/crocodile

cRocoDiLe is a dataset extraction tool for Relation Extraction using Wikipedia and Wikidata presented in REBEL (EMNLP 2021).

Primary LanguagePython

CROCODILE: automatiC RelatiOn extraCtiOn Dataset wIth nLi filtEring.

This repository contains the extraction framework for the REBEL Dataset as seen in the paper REBEL: Relation Extraction By End-to-end Language generation.

@inproceedings{huguet-cabot-navigli-2021-rebel-relation,
    title = "{REBEL}: Relation Extraction By End-to-end Language generation",
    author = "Huguet Cabot, Pere-Llu{\'\i}s  and
      Navigli, Roberto",
    booktitle = "Findings of the Association for Computational Linguistics: EMNLP 2021",
    month = nov,
    year = "2021",
    address = "Punta Cana, Dominican Republic",
    publisher = "Association for Computational Linguistics",
    url = "https://aclanthology.org/2021.findings-emnlp.204",
    pages = "2370--2381",
    abstract = "Extracting relation triplets from raw text is a crucial task in Information Extraction, enabling multiple applications such as populating or validating knowledge bases, factchecking, and other downstream tasks. However, it usually involves multiple-step pipelines that propagate errors or are limited to a small number of relation types. To overcome these issues, we propose the use of autoregressive seq2seq models. Such models have previously been shown to perform well not only in language generation, but also in NLU tasks such as Entity Linking, thanks to their framing as seq2seq tasks. In this paper, we show how Relation Extraction can be simplified by expressing triplets as a sequence of text and we present REBEL, a seq2seq model based on BART that performs end-to-end relation extraction for more than 200 different relation types. We show our model{'}s flexibility by fine-tuning it on an array of Relation Extraction and Relation Classification benchmarks, with it attaining state-of-the-art performance in most of them.",
}

This repository/project is a re-implementation of T-REx Pipeline(MIT License), more details found at: T-REx Website, in order to work with any wikipedia dump in any language (with minor tweaks) as well as enabling a set of efficiency changes (multi-core extraction, sql usage) for the triplet alignments that dramatically increase speed and a filtering process based on Natural Language Inference. The original project was based on dbpedia abstracts, while in this one we use the paragraphs before the table of contents in any wikipedia article, or the whole wikipedia article if desired. To identify entities we use wikipedia hyperlinks and a date and value parser.

We want to thank the creators of the T-REx dataset, since this project wouldn't be possible without theirs.

Setup

To download the wikidata triplets run startup.sh

For ./wikiextractor we use a submodule which is a fork of the original wikiextractor that implements wikimapper to extract the Wikidata entities. You can find the fork here, and clone it to the corresponding folder.

Text Dumps

Wikipedia Articles dump

go to ./wikiextractor and follow the documentation there to extract wikipedia dumps with wikidata entity linkings. (You need to manually download the wikipedia dump.)

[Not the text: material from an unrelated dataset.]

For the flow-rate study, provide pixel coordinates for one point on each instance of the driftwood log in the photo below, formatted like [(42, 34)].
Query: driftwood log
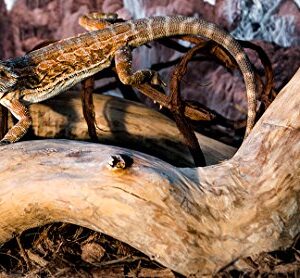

    python -m wikiextractor.wikiextractor.WikiExtractor data/en/enwiki-latest-pages-articles-multistream.xml.bz2 --links --language en --output text/en --templates templates

Create wikidata triplet csv

In order to create a "trimmed" version of the wikidata-triples.csv that the startup.sh generated run the following command:

python wikidata-triplets.py --input text/it --output data/it/wikidata-triples-it-subj.csv --input_triples wikidata/wikidata-triples.csv

This will save to data a version of the wikidata-triples.csv file containing only entites present as subjects in the extracted dump from wikiextractor provided in the input parameter. If instead you want to use a db version, using sqlite, run the following command. Be aware that this may slow down the extraction, but consumes less memory and allows for multiprocessing, so it is the adviced way:

python wikidata-triplets.py --input text/it/ --output data/it/wikidata-triples-it-subj.db --input_triples wikidata/wikidata-triples.csv --format db

Pipeline to create a REBEL dataset for "any" language:

Instead of running each command, one can run the pipeline script that given a lang code from wikipedia will create the dataset for that given language. Be aware that the triplet filtering uses RoBERTa XLM NLI, which albeit multilingual, doesn't include all languages. Similarly, the extractor for dates and values is regex based, which may not work for certain languages.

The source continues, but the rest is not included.